Simple Weighting Example
Person Period Treat Censor
A 1 0 0
A 2 1 0
B 1 0 0
B 2 0 1
C 1 1 0
C 2 0 0

Three persons have observed data in our trial emulation. Persons A & C get the treatment and are not censored, Person B doesn’t get the treatment and is censored.

Now adding censoring probabilities Pr(C=1) to the table:

Simple Weighting Example - Censoring Probabilities
Person Period Treat Censor Pr(C=1)
A 1 0 0 0
A 2 1 0 1/2
B 1 0 0 0
B 2 0 1 1/2
C 1 1 0 0
C 2 0 0 -

Because people have 2 periods to get treatment, the Pr(C=1) in period 1 is 0 for all persons. In other words, people cannot be artificially censored in the first period, because by design we are allowing a grace of 2 periods. The Pr(C=1)= ½ for person A and B even though there are three people (i.e. ⅓)? Because person C already received the treatment in period 1, they are immutably uncensored from that point forward. So the only two who can censor are persons A and B, since person B censors in period 2, the Pr(C=1) = ½.

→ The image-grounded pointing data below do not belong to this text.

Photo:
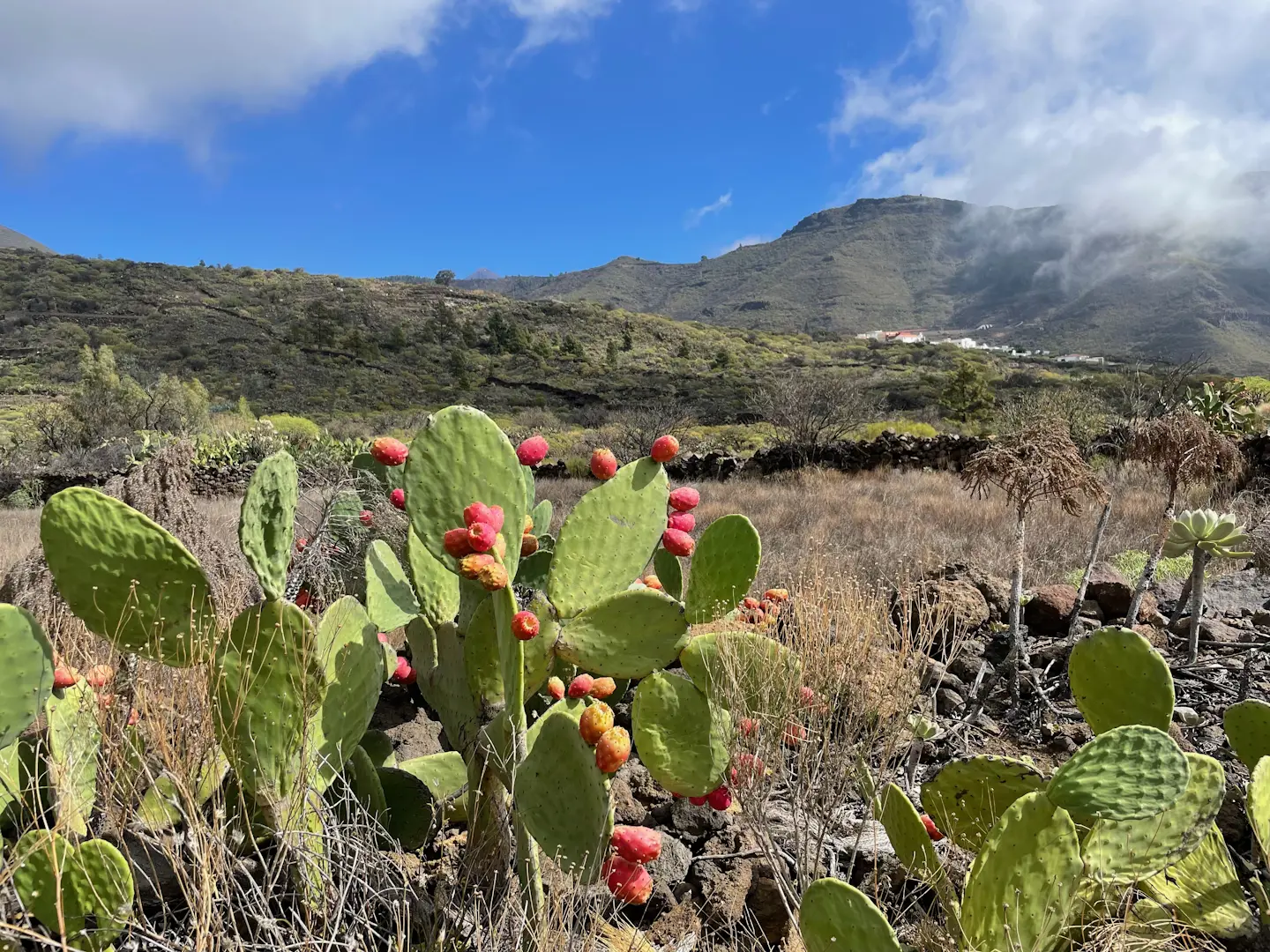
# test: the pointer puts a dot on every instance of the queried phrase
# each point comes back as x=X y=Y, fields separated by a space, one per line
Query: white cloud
x=698 y=215
x=158 y=68
x=1137 y=112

The probability of not censoring, Pr(C=0) is simply 1 - Pr(C=1.

Simple Weighting Example - Censoring Probabilities
Person Period Treat Censor Pr(C=1) Pr(C=0)
A 1 0 0 0 1
A 2 1 0 1/2 1/2
B 1 0 0 0 1
B 2 0 1 1/2 1/2
C 1 1 0 0 1
C 2 0 0 - 1

The unstabilized inverse probability weight is 1 / Pr(C=0); in simple terms people who are likely to censor but dont are assigned higher weights and count for more in the analysis.

Simple Weighting Example - IPW
Person Period Treat Censor Pr(C=1) Pr(C=0) IPW
A 1 0 0 0 1 1
A 2 1 0 1/2 1/2 2
B 1 0 0 0 1 1
B 2 0 1 1/2 1/2 0
C 1 1 0 0 1 1
C 2 0 0 - 1 1

Person A is given a weight of 2, making up for the loss of censored person B. Person C is given a weight of 1 because they received treatment in the first period, and so couldn’t censor at the end of the grace period. Three person, and the sum of the weights in both periods is 3.

Note

How does one carry the IPW weight forward after the grace period? In this simple scheme, assign a weight of 1 for each time period after grace, and compute a cumulative product of the weights for each timepoint up until the end of follow-up. So person B, IPW=2, person C, IPW=1, for each subsequent time-point. However, if another censoring mechanism was important (i.e. censor due to death or loss to follow-up), then you might compute that probability separately and take the product of the two.